Connection between Version Space and Bayesian Learning

Noise-Free Data

Given the following assumptions:

  1. Given $\lbrace(x_i, d_i) \rbrace$ as noise-free examples of $c$
  2. $c \in H$
  3. Uniform prior

It follows from a derivation during the lecture that for all $h \in |VS|$:

$$Pr(h|D) = \frac{1}{|VS|}$$

Noisy Data

Given the following assumptions:

  1. Given $\lbrace(x_i, d_i)\rbrace$
  2. $d_i=f(x_i)+\epsilon_i$, where $\epsilon_i$ is an error term
  3. $\epsilon_i ~ N(0, \sigma^2)$, the error term is drawn from a normal distribution

The following comes from a derivation during the lecture. Note that the following simply minimizing the sum of squared errors.

$$h_{ML}=argmin \sum_i (d_i-h(x_i))^2$$

Connection between Information Theory and Bayesian Learning

Recall the maximum “a posteriori” equation, which states the best hypothesis is the hypothesis that maximizes this expression.

$$h_{MAP}=argmax P(D|h) P(h)$$

$$h_{MAP}=argmax [lg P(D|h) + lg P(h)]$$

$$h_{MAP}=argmin [-lg P(D|h) - lg P(h)]$$

From information theory, an event with probability $P$ has length $-lg P$. Applying this notion to the previous function:

$$h_{MAP}=argmin [-lg P(D|h) - lg P(h)] = argmin [length(D|h)+length(h)]$$

The length of a hypothesis, $length(h)$, can be thought of as the amount of relative complexity. So, a smaller decision tree will have less length than a larger one.

The length of the data given a hypothesis, $length(D|h)$, can be thought of as the relative misclassification or error between the hypothesis and the data. So:

$$h_{MAP} \approx argmin[“error” + “size\ of\ h”]$$

Note that in reality, there are tradeoffs between the error and the complexity of the hypothesis. A more complex hypothesis may be able to reduce the error, and vice versa. The best hypothesis is the one that minimizes the error without paying too much penalty for complexity.

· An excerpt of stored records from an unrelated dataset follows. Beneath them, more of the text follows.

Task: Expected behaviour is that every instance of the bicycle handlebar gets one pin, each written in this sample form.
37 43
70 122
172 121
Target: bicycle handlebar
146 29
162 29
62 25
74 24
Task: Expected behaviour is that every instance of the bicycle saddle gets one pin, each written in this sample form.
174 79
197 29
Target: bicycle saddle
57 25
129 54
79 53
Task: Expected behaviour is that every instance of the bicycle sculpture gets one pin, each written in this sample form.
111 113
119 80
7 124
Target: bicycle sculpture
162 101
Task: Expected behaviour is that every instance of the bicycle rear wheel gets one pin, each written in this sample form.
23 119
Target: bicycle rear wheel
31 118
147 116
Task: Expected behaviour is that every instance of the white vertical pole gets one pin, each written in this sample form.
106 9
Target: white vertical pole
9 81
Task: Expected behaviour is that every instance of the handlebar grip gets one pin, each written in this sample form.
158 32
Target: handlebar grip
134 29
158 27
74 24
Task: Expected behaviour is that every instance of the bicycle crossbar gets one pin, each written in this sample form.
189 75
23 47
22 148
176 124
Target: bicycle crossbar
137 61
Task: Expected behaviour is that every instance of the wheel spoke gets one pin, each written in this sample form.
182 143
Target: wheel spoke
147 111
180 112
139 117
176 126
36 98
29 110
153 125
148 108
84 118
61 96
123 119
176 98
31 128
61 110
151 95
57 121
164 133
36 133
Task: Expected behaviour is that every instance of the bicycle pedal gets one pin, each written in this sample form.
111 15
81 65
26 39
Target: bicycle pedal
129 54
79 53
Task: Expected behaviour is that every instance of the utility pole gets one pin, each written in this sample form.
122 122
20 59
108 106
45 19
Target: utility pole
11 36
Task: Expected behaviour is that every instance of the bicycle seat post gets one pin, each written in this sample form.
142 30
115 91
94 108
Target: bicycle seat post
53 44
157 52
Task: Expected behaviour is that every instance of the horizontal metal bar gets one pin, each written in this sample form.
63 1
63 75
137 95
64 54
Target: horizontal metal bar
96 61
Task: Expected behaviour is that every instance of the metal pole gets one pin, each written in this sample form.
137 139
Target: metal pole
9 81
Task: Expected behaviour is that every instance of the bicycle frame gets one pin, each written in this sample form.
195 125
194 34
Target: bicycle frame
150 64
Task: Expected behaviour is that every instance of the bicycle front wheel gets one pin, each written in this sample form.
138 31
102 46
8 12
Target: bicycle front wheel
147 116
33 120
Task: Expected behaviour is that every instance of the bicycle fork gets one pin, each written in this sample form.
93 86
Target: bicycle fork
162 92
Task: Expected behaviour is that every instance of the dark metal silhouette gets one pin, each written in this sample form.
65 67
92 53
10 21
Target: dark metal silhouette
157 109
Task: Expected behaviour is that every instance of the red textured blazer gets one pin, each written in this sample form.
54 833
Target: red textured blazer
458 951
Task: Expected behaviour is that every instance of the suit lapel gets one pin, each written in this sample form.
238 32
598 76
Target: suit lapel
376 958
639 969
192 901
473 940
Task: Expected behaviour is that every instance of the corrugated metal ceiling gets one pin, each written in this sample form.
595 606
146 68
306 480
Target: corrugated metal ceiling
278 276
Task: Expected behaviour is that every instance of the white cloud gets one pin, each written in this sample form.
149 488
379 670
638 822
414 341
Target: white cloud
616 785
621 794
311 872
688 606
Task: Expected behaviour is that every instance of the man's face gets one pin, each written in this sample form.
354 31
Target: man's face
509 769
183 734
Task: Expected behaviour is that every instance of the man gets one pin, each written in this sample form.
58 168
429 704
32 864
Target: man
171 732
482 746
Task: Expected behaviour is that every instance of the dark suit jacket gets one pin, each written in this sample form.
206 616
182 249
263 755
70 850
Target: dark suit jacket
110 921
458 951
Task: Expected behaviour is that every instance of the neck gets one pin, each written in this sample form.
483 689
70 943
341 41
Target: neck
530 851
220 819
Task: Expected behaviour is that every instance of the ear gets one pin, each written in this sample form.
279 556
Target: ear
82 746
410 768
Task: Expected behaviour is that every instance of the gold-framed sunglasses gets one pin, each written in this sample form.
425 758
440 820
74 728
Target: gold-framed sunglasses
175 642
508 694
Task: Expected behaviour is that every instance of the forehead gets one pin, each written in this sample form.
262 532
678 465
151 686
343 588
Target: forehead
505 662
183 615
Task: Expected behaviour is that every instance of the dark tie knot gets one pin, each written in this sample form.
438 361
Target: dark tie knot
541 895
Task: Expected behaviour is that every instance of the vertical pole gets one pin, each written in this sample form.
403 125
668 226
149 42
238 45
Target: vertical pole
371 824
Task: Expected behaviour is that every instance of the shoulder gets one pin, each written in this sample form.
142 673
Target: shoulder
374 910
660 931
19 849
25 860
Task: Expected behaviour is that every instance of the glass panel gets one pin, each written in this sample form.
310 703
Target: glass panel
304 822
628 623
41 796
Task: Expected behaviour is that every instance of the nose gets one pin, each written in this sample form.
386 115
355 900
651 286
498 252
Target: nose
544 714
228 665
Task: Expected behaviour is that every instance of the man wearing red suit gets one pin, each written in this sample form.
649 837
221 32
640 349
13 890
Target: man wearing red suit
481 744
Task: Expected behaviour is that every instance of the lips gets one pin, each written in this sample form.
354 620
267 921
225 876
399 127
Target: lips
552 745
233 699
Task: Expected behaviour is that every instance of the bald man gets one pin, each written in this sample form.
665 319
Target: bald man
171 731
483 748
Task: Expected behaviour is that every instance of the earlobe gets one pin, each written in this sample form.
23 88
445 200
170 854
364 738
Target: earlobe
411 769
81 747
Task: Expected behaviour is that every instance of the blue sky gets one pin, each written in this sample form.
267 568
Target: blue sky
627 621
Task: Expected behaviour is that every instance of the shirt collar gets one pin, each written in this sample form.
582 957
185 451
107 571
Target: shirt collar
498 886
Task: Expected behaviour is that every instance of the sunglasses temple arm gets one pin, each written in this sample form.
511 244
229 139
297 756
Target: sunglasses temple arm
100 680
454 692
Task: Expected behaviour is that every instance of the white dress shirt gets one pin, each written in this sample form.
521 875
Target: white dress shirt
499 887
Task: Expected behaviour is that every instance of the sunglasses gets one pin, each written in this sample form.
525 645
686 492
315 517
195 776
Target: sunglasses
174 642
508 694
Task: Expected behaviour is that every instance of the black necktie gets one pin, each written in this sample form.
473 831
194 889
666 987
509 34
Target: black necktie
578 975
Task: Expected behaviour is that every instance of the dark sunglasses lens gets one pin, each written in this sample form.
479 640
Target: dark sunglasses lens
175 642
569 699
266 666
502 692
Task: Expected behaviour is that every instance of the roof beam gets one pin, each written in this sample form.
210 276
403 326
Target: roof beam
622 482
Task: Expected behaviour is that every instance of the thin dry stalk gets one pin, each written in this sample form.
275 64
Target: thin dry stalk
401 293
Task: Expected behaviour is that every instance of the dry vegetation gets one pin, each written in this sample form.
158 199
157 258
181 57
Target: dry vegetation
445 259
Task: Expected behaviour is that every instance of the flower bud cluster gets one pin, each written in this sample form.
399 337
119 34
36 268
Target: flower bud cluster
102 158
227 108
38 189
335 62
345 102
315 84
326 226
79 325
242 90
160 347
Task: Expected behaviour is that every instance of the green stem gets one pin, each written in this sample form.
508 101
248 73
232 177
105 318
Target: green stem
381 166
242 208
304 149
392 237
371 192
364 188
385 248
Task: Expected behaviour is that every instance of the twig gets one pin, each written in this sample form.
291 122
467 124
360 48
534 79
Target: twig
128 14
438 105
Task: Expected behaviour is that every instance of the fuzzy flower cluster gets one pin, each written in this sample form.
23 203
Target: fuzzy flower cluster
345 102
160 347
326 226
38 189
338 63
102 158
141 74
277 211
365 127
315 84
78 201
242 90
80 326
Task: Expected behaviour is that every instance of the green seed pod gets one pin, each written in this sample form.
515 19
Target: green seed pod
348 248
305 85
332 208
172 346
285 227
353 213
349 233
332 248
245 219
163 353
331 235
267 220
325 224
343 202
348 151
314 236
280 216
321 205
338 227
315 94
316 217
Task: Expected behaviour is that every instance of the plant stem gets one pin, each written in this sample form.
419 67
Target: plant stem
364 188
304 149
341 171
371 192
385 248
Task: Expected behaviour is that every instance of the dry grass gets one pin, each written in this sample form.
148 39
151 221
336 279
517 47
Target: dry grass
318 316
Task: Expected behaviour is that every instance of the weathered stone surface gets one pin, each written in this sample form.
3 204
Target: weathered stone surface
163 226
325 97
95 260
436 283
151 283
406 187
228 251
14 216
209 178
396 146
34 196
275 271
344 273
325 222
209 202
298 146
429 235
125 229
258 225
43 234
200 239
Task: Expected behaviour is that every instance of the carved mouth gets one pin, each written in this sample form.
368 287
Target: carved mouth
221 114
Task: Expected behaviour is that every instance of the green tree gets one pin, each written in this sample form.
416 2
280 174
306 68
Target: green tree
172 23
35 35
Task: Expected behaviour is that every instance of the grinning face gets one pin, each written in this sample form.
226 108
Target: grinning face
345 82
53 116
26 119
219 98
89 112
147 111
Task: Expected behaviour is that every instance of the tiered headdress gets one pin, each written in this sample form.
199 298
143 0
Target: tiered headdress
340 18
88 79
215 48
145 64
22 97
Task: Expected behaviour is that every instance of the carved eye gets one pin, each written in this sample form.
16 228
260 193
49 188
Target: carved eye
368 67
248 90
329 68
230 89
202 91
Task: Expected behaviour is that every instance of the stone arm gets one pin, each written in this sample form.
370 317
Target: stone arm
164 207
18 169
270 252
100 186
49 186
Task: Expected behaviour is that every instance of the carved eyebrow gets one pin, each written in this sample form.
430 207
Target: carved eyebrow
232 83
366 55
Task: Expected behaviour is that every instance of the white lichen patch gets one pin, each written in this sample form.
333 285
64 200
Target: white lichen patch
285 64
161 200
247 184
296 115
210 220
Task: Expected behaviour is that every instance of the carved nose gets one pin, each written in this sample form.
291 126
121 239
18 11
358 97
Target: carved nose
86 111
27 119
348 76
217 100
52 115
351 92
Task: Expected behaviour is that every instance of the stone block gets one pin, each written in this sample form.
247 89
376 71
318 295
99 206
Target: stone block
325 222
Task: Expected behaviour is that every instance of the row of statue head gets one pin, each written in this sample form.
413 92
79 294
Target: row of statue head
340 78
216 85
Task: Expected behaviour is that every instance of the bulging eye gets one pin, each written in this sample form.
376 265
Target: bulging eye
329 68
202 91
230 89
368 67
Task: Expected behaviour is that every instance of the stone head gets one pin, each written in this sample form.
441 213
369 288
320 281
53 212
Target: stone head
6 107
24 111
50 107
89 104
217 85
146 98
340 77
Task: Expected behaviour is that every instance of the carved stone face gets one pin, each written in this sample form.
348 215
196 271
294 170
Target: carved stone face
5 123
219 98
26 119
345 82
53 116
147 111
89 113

This is called the “Minimum Description Length.”

Bayesian Classification

This section has focused on the best hypothesis in the examples so far, but the best label is usually the more pertinent question to ask.

The best hypothesis in the table above is $h_1$, but the best value is $-$. The best value is a computed as a weighted vote over $h \in H$ according to $Pr(h|D)$

$$v_{MAP} = argmax_v \sum_h P(v|h)P(h|D)$$

Final Notes and Summary

  • Baye’s Rule allows us to swap “causes” and “effects”
    • Rather than computing the probability of the hypothesis given the data, $Pr(h|D)$, we calculate the probability of the data given the hypothesis, $Pr(D|h)$, which is usually much easier.
  • Priors matter
  • $h_{MAP}$, $h_{ML}$
  • Derived Bayesian reasoning for sum of squared errors, Occam’s razor
  • Bayesian Optimal Classifier is a weighted vote of all the hypotheses according to the Probability of the hypotheses given the data, $Pr(h|D)$.